Playing the Waiting Game

We are all going from one foot to the other around here waiting on a baby. I tend to deliver earlier than my due date, except for that one time that I was nine days late. Due to this we don't know what to expect and it is all very... humbling.

Every night I crawl into bed thinking about the possibility of having a baby by morning. Every morning I get up thinking about spending that night in a hospital room. My labors tend to be fast and I know that in the course of the day we could go from a family of six to a family of seven.

Then there is all the anxiety involved with this kind of thing. Will I be able to handle this pain once again? I never would have believed that someone could survive pain so intense. Will we make it to the hospital since once we didn't? Will the baby be healthy at birth since more than once they weren't? Will the children be okay without me here to help guide their day? Thankfully they have always been okay under this circumstance.

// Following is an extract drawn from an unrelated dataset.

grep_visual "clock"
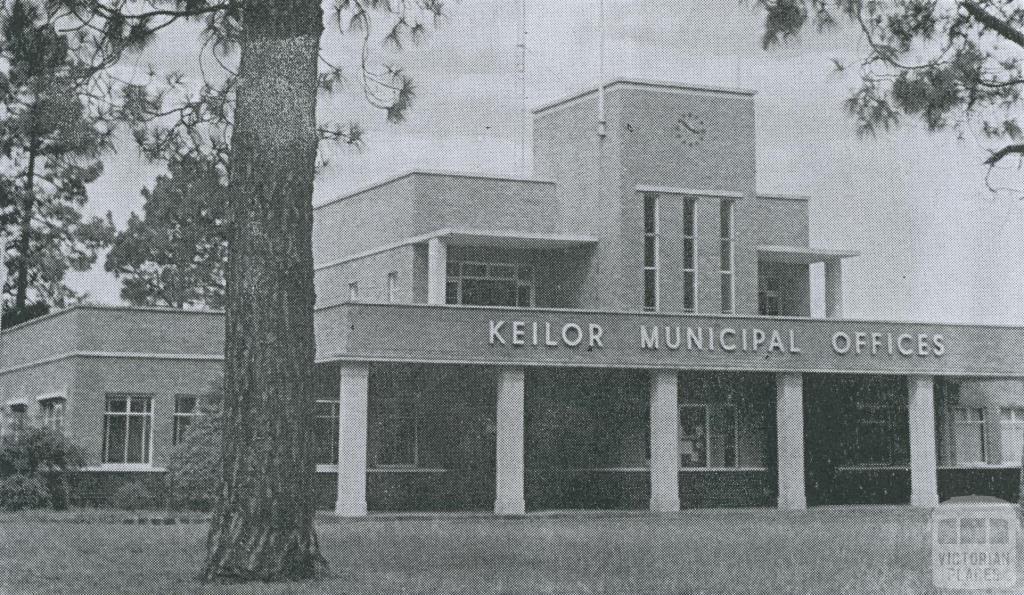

After all the anxiety-provoking unknowns there are the fun questions. Boy or girl? How big? Dark like the boys, or light like Margie? And what name will we choose?

My friend exclaimed yesterday that soon I will be holding a baby. Pretty much constantly. And as my heart and arms ached for this little person that we have not yet met, and that will change our lives in ways that we can not begin to imagine, I realized how truly blessed I am as a woman and a mother. I have what some women kill for. Not only once, but five times over. All of my prayers and dreams have come true without me even fully realizing that these little people in my life are what I have been wishing for all along.

1 comment:

Katherine T. Lauer said...

Oh! Your post made me cry! Yes, you are such a blessed woman. And coming so recently from being in your shoes, I absolutely understand about all those uncertainties and questions. Something about this third labor of mine (which I know you've already come to understand) is how there is an element of my being comfident and competent about labor, having done it before well, but there are unexpected outcomes. I cannot count on any particular outcome. I can only count on God to be there. I was a bit overconfident about how this latest labor would be.

I'm so excited about when you have this latest blessing from God!